While Morgan didn’t offer specifics about what could have been done better in his career, he said hindsight makes him wonder about the court challenge against the federal carbon tax.
He said timing the challenge in a different way might have indicated more clearly that the issue was political, rather than legal. Morgan said the federal government giving relief on the carbon tax for home heating oil now shows it’s political.
“Maybe we should have gone the political route and been nastier earlier. I question the tactics that we were using, and I was directing them,” he said.
Morgan is a well-known prankster in the legislature. He once installed a three-foot high picture of his face in Premier Brad Wall’s bathroom and replaced Ken Cheveldayoff’s office furniture with tin tables and chairs.
“It was a hoot,” he said.
Dustin Duncan
While Dustin Duncan is on the younger side of the Sask. Party caucus, the 45-year-old MLA has 18 years of experience in politics. He was elected at the young age of 26 and has kept his seat ever since, cycling through different portfolios in cabinet.
Duncan said he’s leaving the job partly because he’s accomplished the three goals he had for his constituency when he started: a new hospital for Weyburn, a new health centre in Radville, and twinning Highway 39.
But he also has three kids, and as they get older, Duncan said they’re getting involved in their own activities.
“That’s meant a lot more juggling of my schedule, because I want to be there, and you only get this time in their life once,” said Duncan.
So far, he said his kids think his job is pretty cool, and they haven’t been exposed to the more difficult side of politics yet.

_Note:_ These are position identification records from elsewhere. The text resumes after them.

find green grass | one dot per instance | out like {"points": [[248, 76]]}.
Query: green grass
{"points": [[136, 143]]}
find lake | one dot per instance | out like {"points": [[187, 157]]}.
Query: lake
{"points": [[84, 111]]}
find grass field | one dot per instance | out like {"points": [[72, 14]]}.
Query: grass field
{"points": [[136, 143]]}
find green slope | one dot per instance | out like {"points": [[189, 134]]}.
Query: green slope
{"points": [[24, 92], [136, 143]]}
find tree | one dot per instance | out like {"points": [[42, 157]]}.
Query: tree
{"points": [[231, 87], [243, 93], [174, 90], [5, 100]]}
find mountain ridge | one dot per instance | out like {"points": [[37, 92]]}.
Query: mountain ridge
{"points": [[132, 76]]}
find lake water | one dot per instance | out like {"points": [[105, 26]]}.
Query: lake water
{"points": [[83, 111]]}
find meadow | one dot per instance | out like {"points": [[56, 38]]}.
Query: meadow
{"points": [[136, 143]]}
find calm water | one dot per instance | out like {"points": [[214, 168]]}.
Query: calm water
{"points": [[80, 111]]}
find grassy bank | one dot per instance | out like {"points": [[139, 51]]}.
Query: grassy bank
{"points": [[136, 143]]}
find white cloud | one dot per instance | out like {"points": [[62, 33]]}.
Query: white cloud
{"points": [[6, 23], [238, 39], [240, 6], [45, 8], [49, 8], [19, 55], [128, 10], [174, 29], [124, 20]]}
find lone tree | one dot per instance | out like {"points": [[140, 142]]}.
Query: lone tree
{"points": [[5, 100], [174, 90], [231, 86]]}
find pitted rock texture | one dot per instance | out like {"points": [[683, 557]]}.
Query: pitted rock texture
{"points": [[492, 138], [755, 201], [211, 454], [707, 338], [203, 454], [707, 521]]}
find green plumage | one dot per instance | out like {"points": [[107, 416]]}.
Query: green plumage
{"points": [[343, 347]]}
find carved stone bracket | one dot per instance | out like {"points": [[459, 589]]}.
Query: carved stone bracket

“There’s lots of difficult days in this job,” he said.
“There’s lots of difficult stories in the media that they don’t really pay attention to, that they don’t really understand, and we wanted to, and certainly I wanted to … in a sense protect them having really good memories about this time of our life, and maybe kind of shielding them from the negative stuff that comes with being a politician.”
Duncan was the education minister when the controversial pronoun policy was introduced last year, which resulted in a lot of frustration from opponents. But he said neither the policy nor the blowback played a part in his decision to depart from politics.
While he might be leaving now, Duncan said being an MLA was the culmination of a dream he’d had since he was a kid.
“I can literally say that I’ve wanted to do this job since I was about 10 years old,” said Duncan.
The next provincial election must be held by October 28.